I don't live in the States, don't know a huge amount about the DAR, but if I met somebody who was a DAR member I would probably assume they were at least a little bit racist, and certainly very oblivious or outright hostile to progressive causes, and then politely distance myself. It's not exactly an organisation with sane-seeming membership criteria and I don't think they have any sort of good reputation anywhere outside of the US where people might have heard of them. Too many countries have had too many major problems thanks to groups who were too interested in some of the DAR's interests, you know...? I think you are right to be wary.
posted by kmennie at 4:01 AM on November 27, 2016 [2 favorites]


> Too many countries have had too many major problems thanks to groups who were too interested in some of the DAR's interests, you know...

Could you go into detail? I've never heard about the DAR being involved in overseas nefariousness.
posted by The corpse in the library at 8:43 AM on November 27, 2016 [2 favorites]


I could be in it, too. We should start an online DAR group of kickass feminist nerds who use their WASP/colonialist privilege for Real Good.
posted by pomegranate at 5:26 PM on November 27, 2016 [3 favorites]

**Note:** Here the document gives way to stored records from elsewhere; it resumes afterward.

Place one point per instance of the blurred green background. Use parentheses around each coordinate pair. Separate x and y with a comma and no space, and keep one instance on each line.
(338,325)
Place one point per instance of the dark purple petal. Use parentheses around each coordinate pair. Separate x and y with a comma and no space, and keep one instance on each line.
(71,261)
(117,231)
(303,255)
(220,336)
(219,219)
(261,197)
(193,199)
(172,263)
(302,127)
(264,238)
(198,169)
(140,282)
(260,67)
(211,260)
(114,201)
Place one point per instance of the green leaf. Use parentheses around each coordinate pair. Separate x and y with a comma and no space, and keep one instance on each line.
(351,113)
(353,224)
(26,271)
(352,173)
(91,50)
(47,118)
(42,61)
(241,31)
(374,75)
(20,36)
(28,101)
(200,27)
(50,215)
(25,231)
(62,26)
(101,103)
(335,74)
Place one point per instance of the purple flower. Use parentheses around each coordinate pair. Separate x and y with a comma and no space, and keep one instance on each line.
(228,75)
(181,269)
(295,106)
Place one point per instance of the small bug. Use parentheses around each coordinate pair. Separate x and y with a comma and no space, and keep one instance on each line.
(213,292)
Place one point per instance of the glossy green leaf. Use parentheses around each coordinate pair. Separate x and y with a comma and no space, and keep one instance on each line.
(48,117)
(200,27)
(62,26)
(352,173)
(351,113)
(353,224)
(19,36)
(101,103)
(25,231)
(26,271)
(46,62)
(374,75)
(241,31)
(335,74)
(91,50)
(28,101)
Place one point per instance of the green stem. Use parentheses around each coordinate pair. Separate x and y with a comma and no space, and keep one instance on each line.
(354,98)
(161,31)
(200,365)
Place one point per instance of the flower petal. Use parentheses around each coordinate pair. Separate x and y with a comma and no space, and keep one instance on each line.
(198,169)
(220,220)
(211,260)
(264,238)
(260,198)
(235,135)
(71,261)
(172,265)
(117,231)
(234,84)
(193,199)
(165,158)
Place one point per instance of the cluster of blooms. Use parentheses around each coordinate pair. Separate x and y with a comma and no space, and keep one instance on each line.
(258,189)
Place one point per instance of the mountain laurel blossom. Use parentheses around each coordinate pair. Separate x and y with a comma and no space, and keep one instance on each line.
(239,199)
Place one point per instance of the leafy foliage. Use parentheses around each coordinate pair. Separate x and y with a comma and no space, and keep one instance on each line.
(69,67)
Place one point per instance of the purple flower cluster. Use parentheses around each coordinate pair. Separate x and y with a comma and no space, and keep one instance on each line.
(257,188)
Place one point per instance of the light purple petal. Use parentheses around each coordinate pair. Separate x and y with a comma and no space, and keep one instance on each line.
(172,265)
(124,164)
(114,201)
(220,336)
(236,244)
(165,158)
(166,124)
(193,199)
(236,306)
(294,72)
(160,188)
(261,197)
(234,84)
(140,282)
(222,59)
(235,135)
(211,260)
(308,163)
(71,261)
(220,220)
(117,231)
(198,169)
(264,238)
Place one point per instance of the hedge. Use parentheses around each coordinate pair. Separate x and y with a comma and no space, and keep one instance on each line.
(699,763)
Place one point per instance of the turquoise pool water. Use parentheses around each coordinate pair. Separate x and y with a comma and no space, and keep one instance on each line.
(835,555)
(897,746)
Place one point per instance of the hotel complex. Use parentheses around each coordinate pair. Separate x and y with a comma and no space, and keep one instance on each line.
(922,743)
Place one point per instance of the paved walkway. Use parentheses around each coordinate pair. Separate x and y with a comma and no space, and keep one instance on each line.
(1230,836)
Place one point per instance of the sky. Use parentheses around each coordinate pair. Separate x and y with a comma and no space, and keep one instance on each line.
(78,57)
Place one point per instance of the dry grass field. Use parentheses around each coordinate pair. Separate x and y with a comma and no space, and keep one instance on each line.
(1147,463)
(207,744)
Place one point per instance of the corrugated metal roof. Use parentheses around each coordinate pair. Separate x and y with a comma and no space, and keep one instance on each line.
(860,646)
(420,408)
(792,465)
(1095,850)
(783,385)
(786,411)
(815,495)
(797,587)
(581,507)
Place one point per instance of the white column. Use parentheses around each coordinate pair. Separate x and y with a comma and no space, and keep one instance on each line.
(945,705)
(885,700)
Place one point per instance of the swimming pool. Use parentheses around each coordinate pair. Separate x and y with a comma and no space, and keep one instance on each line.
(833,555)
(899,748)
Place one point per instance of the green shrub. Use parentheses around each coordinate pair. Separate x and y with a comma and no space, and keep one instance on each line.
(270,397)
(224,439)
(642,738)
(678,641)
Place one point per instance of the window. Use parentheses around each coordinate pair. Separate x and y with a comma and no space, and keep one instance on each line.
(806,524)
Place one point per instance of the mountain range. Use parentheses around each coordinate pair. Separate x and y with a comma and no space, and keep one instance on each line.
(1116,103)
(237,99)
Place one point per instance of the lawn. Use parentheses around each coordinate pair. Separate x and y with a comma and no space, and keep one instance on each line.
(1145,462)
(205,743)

The nagging and uncomfortable feeling you have probably has a lot to do with the fact that they are seen as an exclusionary club comprised of women descended from the rich, white landowners of yore. Thinking about the DAR too much makes me cringe because it seems like the sole purpose of it existing was so that ladies could have a social club only with people "like them" without looking like they were keeping out POC or poor people. "It's about being proud of your ancestors!" is just a positive spin on "It'll look bad to actively discriminate so let's just make the barrier to entry something that non-white non-landed gentry folk can't possibly prove".

I am sure that many, many DAR groups do good works and are lovely clubs to hang out in, but I wouldn't have a really positive impression of a young woman who I learned belonged to one.
posted by amicamentis at 12:47 PM on November 29, 2016 [2 favorites]


Could you go into detail?

"Too many countries have had too many major problems thanks to groups who were too interested in some of the DAR's interests, you know...?" should have been "groups with interests whose public personas were comparable to that of the perception of the DAR have been problematic"...?

Does that follow...? I think in other countries, DAR is some weird stuff in 2016. It's comparable to, I think? Girl Guides/Girl Scouts. There are some difficult things in their past; they need to denounce those to get past it.

For example...? We don't have a tenth of the politics surrounding Scouts/Guides in Canada, but. An organisation with a problematic past is one that needs, I feel, to denounce that. And not weakly, too.

But -- my answer was primarily -- even though I spent some years living in the US -- "Here is my take on it from outside the USA." That's all.
posted by kmennie at 7:36 AM on December 6, 2016


Maybe that article about Girl Scouts doesn't say what you think it does. It's not an example of Girl Scouts having a problematic past that needs to be denounced, other than one council in Louisiana. I remain confused.
posted by The corpse in the library at 1:06 PM on December 6, 2016


They fought hard to keep a public statue commemorating the Confederate Army from being removed in my hometown (it's still there).

I've learned more about this in the last few months, and this was almost certainly the easily-confusable Daughters of the Confederacy. I retract my previous comment and beef with the DAR.